Les Lampions et la Tempête Charles Desains (1789 - 1862)

On célébrait..... je ne sais quoi ;
C'était peut-être la naissance
D'une république ou d'un roi,
Cela m'importe peu. Tout Paris en émoi,
Comme le reste de la France,
Trouvait dans cette circonstance
Du loisir au nom de la loi
Et du plaisir par ordonnance.
Partout abondaient les flâneurs,
Femmes, enfants, soldats, curieuse cohue,
Fourmillaient sur la place, accouraient dans la rue,
Rendez-vous des badauds de toutes les couleurs.
Les charlatans et les jongleurs
(Toujours notre pays en eut en abondance)
Annonçaient leur savoir, montraient leur éloquence
A des milliers de spectateurs,
Tandis que le filou, qui doucement s'approche,
Imite au fond de mainte poche
Le talent des escamoteurs.
L'on va, l'on vient, le canon gronde,
Le théâtre en plein vent fait voir à tout le monde
L'Arabe terrassé dans de sanglants combats,
Et le mât de cocagne aux périlleux ébats
Se fait escalader, comme pour nous apprendre
Que l'homme ne vient ici-bas
Que pour monter.... et puis descendre.
Ainsi, dans les émotions
Se passe la grande journée,
A nos yeux bientôt couronnée
Par des illuminations ;
Car, dans toute fête ordonnée,

Pour rendre le public content,
L'odorant Lampion joue un rôle important.
Il s'allume partout, quand soudain la tempête
De ses vents pluvieux souffle sur cette fête ;
Tout s'éteint ; on rallume, et son fougueux essor,
Quand les feux ont brillé, vient les éteindre encor.
On attend, c'est en vain, et voyez l'infortune !
Ce jour-là, justement, il n'était pas de lune.
Le tumulte est partout, rien ne peut l'empêcher ;
Plus on veut aller vite et moins l'on peut marcher.
Enfin, sous les torrents de l'averse importune,
Dans une tristesse commune,
Presque à tâtons le peuple est allé se coucher.

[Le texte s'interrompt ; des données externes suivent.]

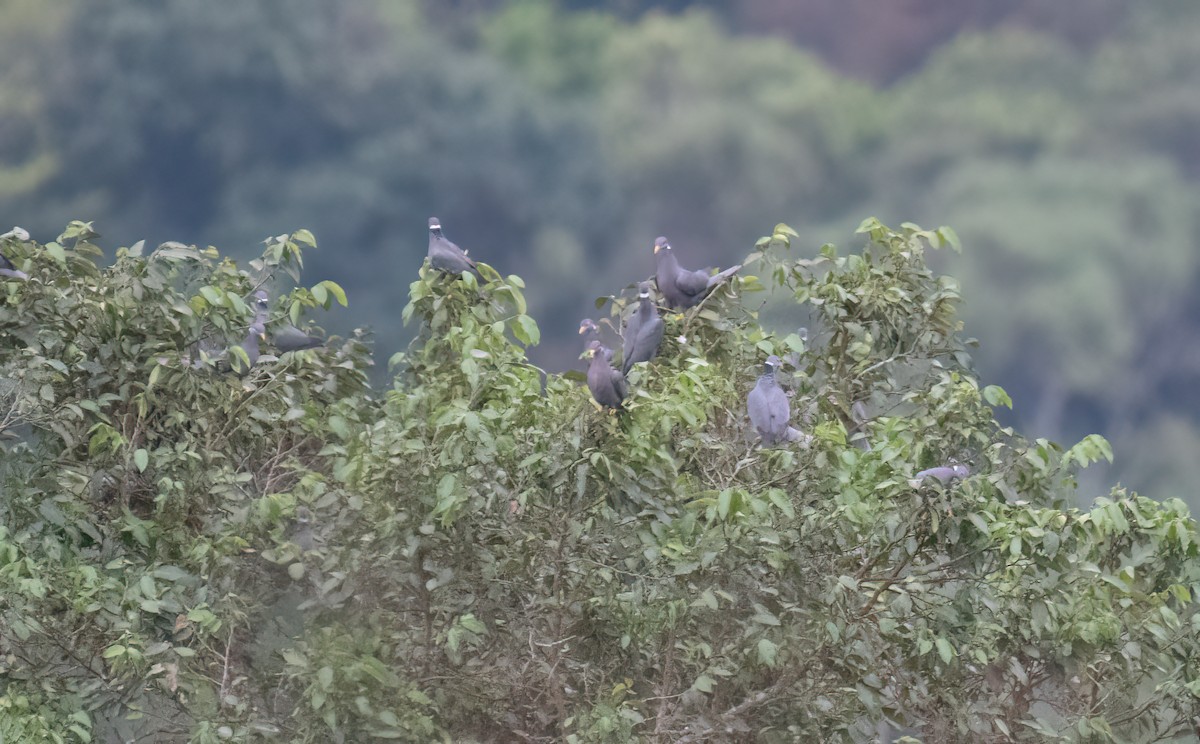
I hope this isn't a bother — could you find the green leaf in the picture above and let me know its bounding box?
[512,316,541,346]
[758,638,779,667]
[983,385,1013,409]
[317,280,349,307]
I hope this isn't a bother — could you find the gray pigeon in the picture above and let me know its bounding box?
[908,463,971,488]
[0,248,29,280]
[746,354,804,445]
[654,238,742,308]
[580,318,612,364]
[588,341,628,410]
[620,282,664,374]
[254,289,325,354]
[580,318,600,341]
[217,320,266,377]
[428,217,484,281]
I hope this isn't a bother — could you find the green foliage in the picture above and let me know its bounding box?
[0,213,1200,743]
[0,0,1200,506]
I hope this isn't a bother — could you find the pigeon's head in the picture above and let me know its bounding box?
[583,340,607,359]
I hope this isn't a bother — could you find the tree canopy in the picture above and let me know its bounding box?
[0,218,1200,743]
[0,0,1200,508]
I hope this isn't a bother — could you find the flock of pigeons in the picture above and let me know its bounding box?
[0,234,325,374]
[428,217,806,445]
[0,217,970,477]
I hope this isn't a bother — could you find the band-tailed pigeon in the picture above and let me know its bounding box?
[908,463,971,488]
[654,238,742,308]
[428,217,484,281]
[620,282,664,374]
[0,253,29,280]
[254,289,325,354]
[746,354,804,445]
[580,318,600,342]
[588,341,628,409]
[217,320,266,376]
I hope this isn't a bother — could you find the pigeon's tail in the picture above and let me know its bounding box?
[784,426,812,449]
[708,264,742,287]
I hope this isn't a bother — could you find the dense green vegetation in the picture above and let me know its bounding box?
[0,220,1200,743]
[0,0,1200,506]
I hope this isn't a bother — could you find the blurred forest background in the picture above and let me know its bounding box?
[0,0,1200,511]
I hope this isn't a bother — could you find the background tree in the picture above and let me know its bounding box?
[0,218,1200,742]
[0,0,1200,505]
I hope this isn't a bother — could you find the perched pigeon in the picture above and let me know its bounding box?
[254,289,325,353]
[588,341,628,409]
[620,282,664,374]
[217,320,266,376]
[428,217,484,281]
[746,354,804,445]
[654,238,742,308]
[0,253,29,280]
[580,318,600,342]
[908,463,971,488]
[580,318,612,364]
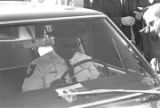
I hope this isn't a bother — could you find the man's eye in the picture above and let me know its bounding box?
[149,21,154,26]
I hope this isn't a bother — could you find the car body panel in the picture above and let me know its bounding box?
[0,2,159,108]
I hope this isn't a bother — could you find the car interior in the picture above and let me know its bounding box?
[0,21,150,94]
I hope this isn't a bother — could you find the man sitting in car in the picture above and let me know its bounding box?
[22,25,99,91]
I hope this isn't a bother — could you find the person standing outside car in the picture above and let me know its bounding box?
[92,0,142,50]
[141,3,160,74]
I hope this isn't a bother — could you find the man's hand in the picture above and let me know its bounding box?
[150,58,160,73]
[121,16,135,26]
[133,11,143,21]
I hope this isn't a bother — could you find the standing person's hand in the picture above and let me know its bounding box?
[121,16,135,26]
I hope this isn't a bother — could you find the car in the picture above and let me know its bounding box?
[0,1,160,108]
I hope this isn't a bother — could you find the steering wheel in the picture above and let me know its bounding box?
[60,59,109,81]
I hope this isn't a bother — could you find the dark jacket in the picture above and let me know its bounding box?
[93,0,141,43]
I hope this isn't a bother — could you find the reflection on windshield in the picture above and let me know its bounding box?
[0,26,18,40]
[0,19,156,97]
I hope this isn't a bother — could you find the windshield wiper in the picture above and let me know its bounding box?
[58,88,160,97]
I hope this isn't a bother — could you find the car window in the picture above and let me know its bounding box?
[0,19,155,95]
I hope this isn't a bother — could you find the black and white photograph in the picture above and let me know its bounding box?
[0,0,160,108]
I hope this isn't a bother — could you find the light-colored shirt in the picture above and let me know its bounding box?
[22,50,99,91]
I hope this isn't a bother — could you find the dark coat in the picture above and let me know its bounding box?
[93,0,141,43]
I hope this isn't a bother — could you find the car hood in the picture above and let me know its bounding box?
[0,74,157,108]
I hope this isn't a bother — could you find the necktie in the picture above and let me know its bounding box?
[66,60,77,83]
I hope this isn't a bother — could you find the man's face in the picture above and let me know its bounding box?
[55,39,80,59]
[143,4,160,40]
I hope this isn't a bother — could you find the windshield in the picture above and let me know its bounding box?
[0,19,158,107]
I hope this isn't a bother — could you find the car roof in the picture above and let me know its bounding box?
[0,1,105,25]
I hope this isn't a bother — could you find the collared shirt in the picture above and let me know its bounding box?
[22,50,99,91]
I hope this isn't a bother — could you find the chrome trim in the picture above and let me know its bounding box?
[0,15,106,25]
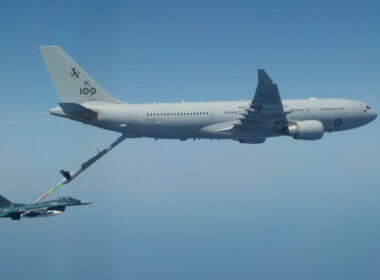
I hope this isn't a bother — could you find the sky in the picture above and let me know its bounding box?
[0,0,380,280]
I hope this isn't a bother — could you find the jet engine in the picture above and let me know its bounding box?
[285,120,325,140]
[238,138,265,144]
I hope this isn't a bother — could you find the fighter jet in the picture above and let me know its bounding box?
[0,195,92,220]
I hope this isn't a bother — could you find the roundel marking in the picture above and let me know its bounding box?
[334,119,343,126]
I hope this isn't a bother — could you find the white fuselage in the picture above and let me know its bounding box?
[50,98,377,140]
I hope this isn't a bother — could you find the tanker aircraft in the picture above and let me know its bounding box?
[40,46,377,144]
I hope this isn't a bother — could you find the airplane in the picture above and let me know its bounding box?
[40,46,377,144]
[0,195,92,220]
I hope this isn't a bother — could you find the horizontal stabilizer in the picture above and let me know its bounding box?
[59,103,97,117]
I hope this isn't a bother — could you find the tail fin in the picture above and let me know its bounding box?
[0,195,12,207]
[40,46,123,104]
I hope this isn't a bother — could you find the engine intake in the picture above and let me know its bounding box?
[286,120,325,140]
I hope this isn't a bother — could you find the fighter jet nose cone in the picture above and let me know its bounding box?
[80,200,94,205]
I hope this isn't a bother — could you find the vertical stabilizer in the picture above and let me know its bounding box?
[0,195,12,207]
[40,46,123,104]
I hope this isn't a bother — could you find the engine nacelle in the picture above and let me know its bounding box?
[286,120,325,140]
[238,138,265,144]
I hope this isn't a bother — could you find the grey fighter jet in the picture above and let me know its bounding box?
[0,195,92,220]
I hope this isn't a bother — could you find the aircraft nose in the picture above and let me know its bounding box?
[369,109,377,121]
[80,200,93,205]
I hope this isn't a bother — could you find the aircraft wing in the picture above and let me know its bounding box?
[234,69,287,130]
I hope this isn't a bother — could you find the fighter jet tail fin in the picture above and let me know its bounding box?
[0,195,12,207]
[40,46,123,104]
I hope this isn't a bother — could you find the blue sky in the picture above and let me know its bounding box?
[0,1,380,279]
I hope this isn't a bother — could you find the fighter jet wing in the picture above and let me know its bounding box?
[234,69,287,130]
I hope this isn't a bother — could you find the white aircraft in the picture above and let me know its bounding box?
[40,46,377,144]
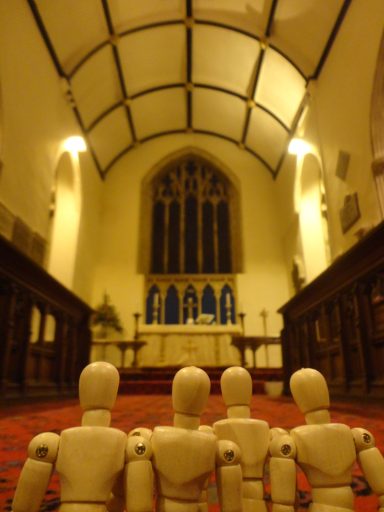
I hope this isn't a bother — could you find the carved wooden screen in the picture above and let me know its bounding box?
[151,156,233,274]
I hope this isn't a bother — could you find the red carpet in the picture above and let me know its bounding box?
[0,395,384,512]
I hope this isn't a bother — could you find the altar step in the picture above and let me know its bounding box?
[119,366,283,395]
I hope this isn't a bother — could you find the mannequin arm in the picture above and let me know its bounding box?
[352,428,384,512]
[269,433,296,512]
[12,432,60,512]
[124,435,153,512]
[216,441,242,512]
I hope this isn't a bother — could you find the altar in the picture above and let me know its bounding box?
[138,324,242,367]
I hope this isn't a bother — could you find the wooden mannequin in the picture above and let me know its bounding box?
[151,366,241,512]
[213,366,270,512]
[13,362,152,512]
[270,368,384,512]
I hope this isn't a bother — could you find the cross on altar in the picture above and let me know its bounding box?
[183,339,197,364]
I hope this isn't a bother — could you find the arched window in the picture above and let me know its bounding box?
[150,155,236,274]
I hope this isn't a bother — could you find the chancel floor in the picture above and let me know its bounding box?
[0,394,384,512]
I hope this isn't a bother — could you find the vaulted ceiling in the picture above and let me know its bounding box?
[28,0,351,177]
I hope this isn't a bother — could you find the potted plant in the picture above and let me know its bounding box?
[91,293,123,339]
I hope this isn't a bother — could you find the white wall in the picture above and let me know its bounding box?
[0,0,102,300]
[93,135,288,350]
[307,0,384,258]
[277,0,384,295]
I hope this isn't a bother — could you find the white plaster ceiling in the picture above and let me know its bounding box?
[28,0,351,177]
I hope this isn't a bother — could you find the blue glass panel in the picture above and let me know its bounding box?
[145,285,160,324]
[165,286,179,324]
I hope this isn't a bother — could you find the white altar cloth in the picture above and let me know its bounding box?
[138,324,241,366]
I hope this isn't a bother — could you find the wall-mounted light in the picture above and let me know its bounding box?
[288,138,312,156]
[63,135,87,154]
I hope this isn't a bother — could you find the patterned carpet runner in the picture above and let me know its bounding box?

Avides conquérants des dignités publiques,
Combien de grands hommes d'un jour
Sous les tempêtes politiques
Viennent s'éteindre sans retour.
Ils ont promis beaucoup, la fortune inconstante
Les fait passer comme l'éclair,
Et le peuple déçu, malgré sa longue attente,
N'en est pas plus heureux et n'y voit pas plus clair.